We were both momentarily stunned by the loudness of the shot. Apparently with all the trouble he had with aiming, the barrel was only a few inches outside of the blind when the shot was fired, and the resulting boom rattled both of us. When the smoke cleared, however, it was obvious his aim was true. I had Henry put the gun on safe and hand it to me. He quickly exited the blind and when he was feet from the bird it started doing the death wing beat, which startled him. Must be some sort of nerve thing because nearly all the birds I have shot do this. I told Henry later it was the Turkey’s Spirt taking a last flight to heaven.

I exited the blind and congratulated Henry as he admired his bird. All turkeys are beautiful, but none more so than your first. Not only was this bird beautiful, he was a limb hanger. To be a limb hanger, the spurs must be long enough so that you can hang the bird from a tree limb by its spurs. This bird’s spurs were in the one and ½ inch range, one a little more than and one a little less.

We took pictures and just took a moment to let things soak in. I asked Henry to say a prayer of thanks and we bowed our head and gave the Lord his due. Nearly emotionally spent, but physically invigorated, I unloaded the gun and gathered our gear for the hike back to the truck.

Henry insisted on carrying the bird stating proudly, “A man has to carry his own bird”. “Where the heaven did he get that from?, I thought with a sense of pride and amusement. We had to stop several times on the way back so he could readjust the heavy bird, but I could tell from look on his face that I need not ask if he wanted me to take a turn carrying “His” bird.

On the ride back home, I asked Henry if he had ever heard the saying, “God favors the prepared.” He hadn’t so I explained to him that our preparations for the hunt allowed us to safely and ethically harvest his first turkey.

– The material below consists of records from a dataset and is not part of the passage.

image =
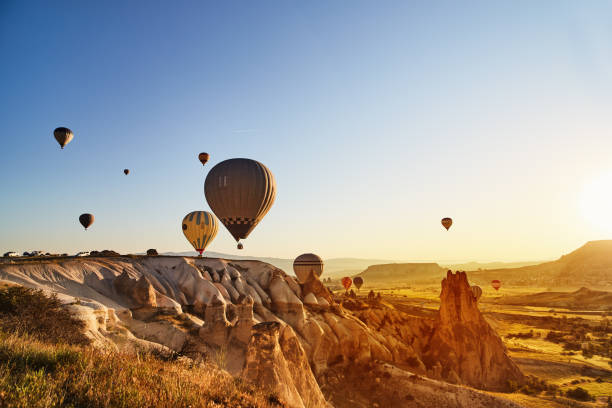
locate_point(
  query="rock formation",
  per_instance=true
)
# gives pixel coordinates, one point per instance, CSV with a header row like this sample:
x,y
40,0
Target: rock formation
x,y
463,348
263,325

These preparations included hunter safety education, gun familiarization, shooting practice, knowing his and the shotgun’s limits, and practicing safe hunting techniques. “Anyone can get lucky and kill a bird”, I said, “but those who properly prepare, are rewarded by God more often than those that don’t.” The concluding thought I wanted to leave him with this day was that killing was the least important thing of any hunt. He looked doubtful, so I explained that the most important thing is being safe. If you’re not safe you might not get to go again. The next most important thing is getting outside and enjoying the pursuit of God’s gifts of wildlife. I told him that the preparations he had made demonstrate to God that he appreciates and respects these gifts. I could see I was getting a little deep for him, so I ended by telling him how proud I was of him and how lucky I was for getting to spend this time with him and sharing my knowledge.

I started writing this story shortly after the hunt but did not finish it until more than a year later. Even after all that time I still don’t understand why the gobbler froze at 10 yards for such a long period of time, which I estimated was a good 3 minutes. This might not seem like a lot of time, but I’ve never seen a turkey stand still for more than a few seconds. The only explanation I have is that God wanted to reward Henry for his hard work and his invisible hand held the turkey in place until Henry was ready to aim small and squeeze the trigger.